Programmer Thoughts

By John Dickinson

The Story of an Openstack Feature

December 10, 2010

Openstack is a fairly large open-source project with a set of core developers. Anyone can submit patches for bugfixes or new features, but sometimes the process can be a little mysterious, especially for larger features or for developers that haven’t contributed to open-source projects before.

For the swift project (Openstack storage), we have a mature codebase running in a production environment. Any patches that are accepted must not have adverse effects for the scalability or performance of the system a whole.

One of the features currently being developed for swift is large object support. The feature has gone through many iterations in both design and code, but perhaps the most important development came at the Bexar design summit. As the developers on the project, we knew that files larger than 5GB were important, but we did not have a good use case. We did not want to develop a solution for large files that did not meet the needs of user who would actually want the feature. At the design summit, we were able to talk with Openstack users at NASA who had specific uses in mind for large objects. A launchpad blueprint was developed, and the existing coding work was refocused to meet the needs of the users.

Update: The large object feature has now been approved and lives in the swift trunk.

There are several ways to implement large object support. First, and most simply, is to raise the object size limit constant. The constant determines how big a file can be, but relying on it has limits, and raising it has some nasty side effects. Since an object is stored on one physical drive (per replica), one can only raise the object limit constant to the size of the smallest drive in the cluster. If a cluster is filled with 2TB drives, this means that the largest object can only be 2TB1. Additionally, since objects are spread evenly throughout the cluster, the balance of the fullness of each drive in the cluster is related to the ratio of the max object size to the size of the drives in the cluster. At scale, each drive in a swift cluster will differ from the average fullness of all drives in the cluster by an amount proportional to the max object size.

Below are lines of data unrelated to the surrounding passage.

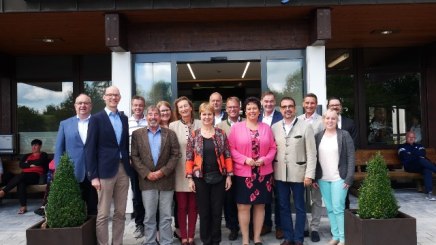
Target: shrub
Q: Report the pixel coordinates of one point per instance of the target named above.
(65, 206)
(376, 199)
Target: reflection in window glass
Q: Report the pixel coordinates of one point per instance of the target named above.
(95, 90)
(342, 86)
(41, 106)
(393, 104)
(285, 78)
(153, 81)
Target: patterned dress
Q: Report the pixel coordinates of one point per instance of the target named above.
(256, 189)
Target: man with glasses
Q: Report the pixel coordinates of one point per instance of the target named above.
(294, 168)
(233, 108)
(71, 139)
(137, 121)
(216, 100)
(108, 165)
(310, 116)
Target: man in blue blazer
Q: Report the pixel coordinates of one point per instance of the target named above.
(108, 165)
(71, 139)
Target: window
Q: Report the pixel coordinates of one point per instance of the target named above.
(153, 81)
(285, 78)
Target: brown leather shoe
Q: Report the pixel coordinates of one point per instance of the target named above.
(279, 234)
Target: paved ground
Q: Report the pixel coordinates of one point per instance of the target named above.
(13, 226)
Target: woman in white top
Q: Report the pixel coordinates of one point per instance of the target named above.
(186, 203)
(334, 171)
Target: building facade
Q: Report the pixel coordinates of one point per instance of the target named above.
(379, 57)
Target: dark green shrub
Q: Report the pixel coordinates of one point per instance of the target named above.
(376, 198)
(65, 207)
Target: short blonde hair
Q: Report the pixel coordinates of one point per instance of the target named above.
(330, 110)
(206, 106)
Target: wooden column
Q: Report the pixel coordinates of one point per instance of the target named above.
(321, 27)
(116, 33)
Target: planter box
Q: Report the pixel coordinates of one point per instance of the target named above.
(398, 231)
(84, 234)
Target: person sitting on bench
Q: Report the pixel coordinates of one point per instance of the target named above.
(34, 166)
(412, 156)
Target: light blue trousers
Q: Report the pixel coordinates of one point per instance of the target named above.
(333, 194)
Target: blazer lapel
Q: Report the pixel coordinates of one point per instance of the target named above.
(339, 135)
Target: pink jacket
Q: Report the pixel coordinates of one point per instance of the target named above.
(240, 148)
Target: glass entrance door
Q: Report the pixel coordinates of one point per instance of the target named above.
(197, 75)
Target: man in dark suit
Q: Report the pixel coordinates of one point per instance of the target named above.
(270, 116)
(216, 100)
(346, 124)
(71, 139)
(155, 153)
(108, 167)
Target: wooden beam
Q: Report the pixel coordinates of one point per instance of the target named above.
(115, 33)
(321, 27)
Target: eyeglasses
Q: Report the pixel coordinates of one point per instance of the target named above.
(112, 95)
(287, 106)
(82, 103)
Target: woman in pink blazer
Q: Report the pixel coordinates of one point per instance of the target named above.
(253, 149)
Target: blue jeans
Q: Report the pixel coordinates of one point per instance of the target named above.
(427, 169)
(284, 191)
(334, 195)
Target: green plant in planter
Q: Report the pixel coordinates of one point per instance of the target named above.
(65, 206)
(376, 199)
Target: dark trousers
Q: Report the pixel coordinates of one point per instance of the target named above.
(425, 167)
(230, 209)
(138, 206)
(284, 189)
(21, 181)
(89, 195)
(210, 199)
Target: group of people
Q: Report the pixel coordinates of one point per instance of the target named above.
(220, 160)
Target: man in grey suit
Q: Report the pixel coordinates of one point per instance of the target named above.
(108, 166)
(155, 153)
(310, 102)
(294, 168)
(71, 139)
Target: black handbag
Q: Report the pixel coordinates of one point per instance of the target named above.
(213, 177)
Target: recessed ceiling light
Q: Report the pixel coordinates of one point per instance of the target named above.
(48, 39)
(384, 32)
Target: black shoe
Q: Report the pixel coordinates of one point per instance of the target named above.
(314, 236)
(139, 232)
(265, 230)
(40, 212)
(279, 233)
(233, 235)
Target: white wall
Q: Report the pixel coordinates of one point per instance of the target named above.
(122, 78)
(316, 73)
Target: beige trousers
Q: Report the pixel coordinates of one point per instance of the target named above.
(115, 188)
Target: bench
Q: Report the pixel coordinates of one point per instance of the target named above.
(12, 166)
(396, 170)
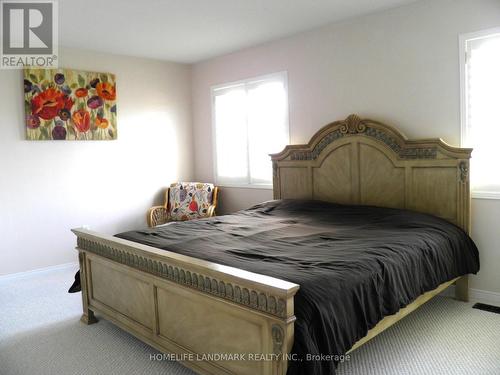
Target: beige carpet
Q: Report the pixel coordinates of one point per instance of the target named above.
(40, 335)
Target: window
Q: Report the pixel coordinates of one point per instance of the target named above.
(480, 82)
(250, 121)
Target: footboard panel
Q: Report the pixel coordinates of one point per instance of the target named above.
(215, 319)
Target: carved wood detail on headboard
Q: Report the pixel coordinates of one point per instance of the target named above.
(361, 161)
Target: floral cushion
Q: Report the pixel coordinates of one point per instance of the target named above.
(189, 200)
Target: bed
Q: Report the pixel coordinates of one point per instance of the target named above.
(222, 315)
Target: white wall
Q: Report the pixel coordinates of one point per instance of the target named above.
(399, 66)
(49, 187)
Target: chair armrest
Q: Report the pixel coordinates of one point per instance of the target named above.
(157, 215)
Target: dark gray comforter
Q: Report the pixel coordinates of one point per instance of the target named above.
(354, 264)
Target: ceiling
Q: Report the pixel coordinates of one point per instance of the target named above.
(194, 30)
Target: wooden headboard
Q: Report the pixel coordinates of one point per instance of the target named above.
(356, 161)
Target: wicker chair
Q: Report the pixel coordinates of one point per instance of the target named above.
(158, 215)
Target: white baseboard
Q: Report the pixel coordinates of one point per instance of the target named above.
(21, 275)
(477, 295)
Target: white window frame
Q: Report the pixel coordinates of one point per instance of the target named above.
(283, 75)
(463, 58)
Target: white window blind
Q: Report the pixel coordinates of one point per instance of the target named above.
(250, 122)
(481, 110)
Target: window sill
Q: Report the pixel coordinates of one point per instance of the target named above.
(485, 195)
(247, 186)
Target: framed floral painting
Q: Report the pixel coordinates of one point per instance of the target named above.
(64, 104)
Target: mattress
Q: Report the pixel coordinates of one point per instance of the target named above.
(354, 264)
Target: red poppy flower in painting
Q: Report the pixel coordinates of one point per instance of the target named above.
(48, 103)
(101, 123)
(81, 118)
(81, 93)
(68, 103)
(106, 90)
(32, 122)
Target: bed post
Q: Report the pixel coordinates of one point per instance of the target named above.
(462, 289)
(88, 316)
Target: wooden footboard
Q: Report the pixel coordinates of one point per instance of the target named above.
(215, 319)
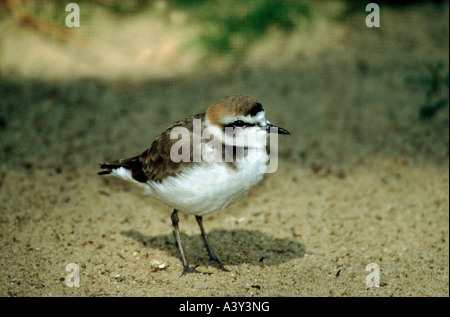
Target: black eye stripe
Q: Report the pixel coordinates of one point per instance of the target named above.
(257, 107)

If simply raising the max object size constant won’t work, another way to support large objects is to split the object into chunks and tell the system to treat groups of objects as one large object. The naive implementation is to split the objects as they are streamed into the system. As an object is loading into swift, swift could split the object after a certain number of bytes and then write the next bytes to a different location in the cluster. This implementation has the advantage of not requiring the user to know anything about object chunks or having a final “commit” step to finalize the large object write. This implementation was actually written, but it was rejected for its enormous complexity and various failure condition edge cases. One of its biggest disadvantages is that it does not allow for users to upload parts of the large uploads in parallel. Asking a user to upload terabytes of data as one upload simply isn’t practical.

After talking to swift users at the Bexar design summit, especially those from NASA, we realized that a large object solution that is implemented with client-side chunking would be sufficient to meet the need of our users and offer some advantages without the disadvantages of the server-side chunking implementation.

A client-side chunking implementation of large objects requires users to upload the chunks of the large objects as normal objects, but with a unique prefix. For example, one could upload three 5GB files (obj/1, obj/2, and obj/3). Then the user creates a manifest object that defines the prefix of the objects (“obj/” in this example). Now, the user can upload or the chunks concurrently, but if the manifest file is downloaded, the system will stream the concatenated chunks to the client. This allows for great flexibility for the user and still allows the system to support very large objects. With the current proposed implementation, the only limit of large files is the size of the cluster itself. If the operators can deploy servers faster than the user can upload the data, the object size is truly unlimited. This is much better than the similar feature in S3 that was announced today. This feature in swift will allow a manifest file to be created for existing content. Additionally, a manifest can be created for a large object, and content can be added to that large object at a later time without updating the manifest. Possible applications beyond simply storing large single objects include streaming all data in a single container to a client as one large object, appending to objects, maintaining sym links to files, and an upload pseudo pause and resume.

This is a feature that will be included in the swift codebase very soon, and is something we are very excited about. We think it balances the needs of the system (scalability and performance) with the requirements of the users. This feature would not have been implemented nearly as well without input from the community. The conversations we had with people at the design summit were invaluable to the design of this feature.

As always, patches are welcome in swift. If you have bug fixes or an idea for new features, we welcome contributions. Talk to us; submit your code; give us your use cases–we want swift to be the best it can be. The swift code is hosted on Launchpad, and the developers can be found on IRC in #openstack on

Community input in the Openstack project is vital. I’m excited about where the project has been, but even more excited to see where the community takes it in the future.

  1. Actually, it would be less than 2TB. A swift cluster is full when the first hard drive in the cluster is full. Therefore, it is wise to limit the fullness of the drives to about 80% of their capacity.

This work is licensed under a Creative Commons Attribution 3.0 Unported License.

The thoughts expressed here are my own and do not necessarily represent those of my employer.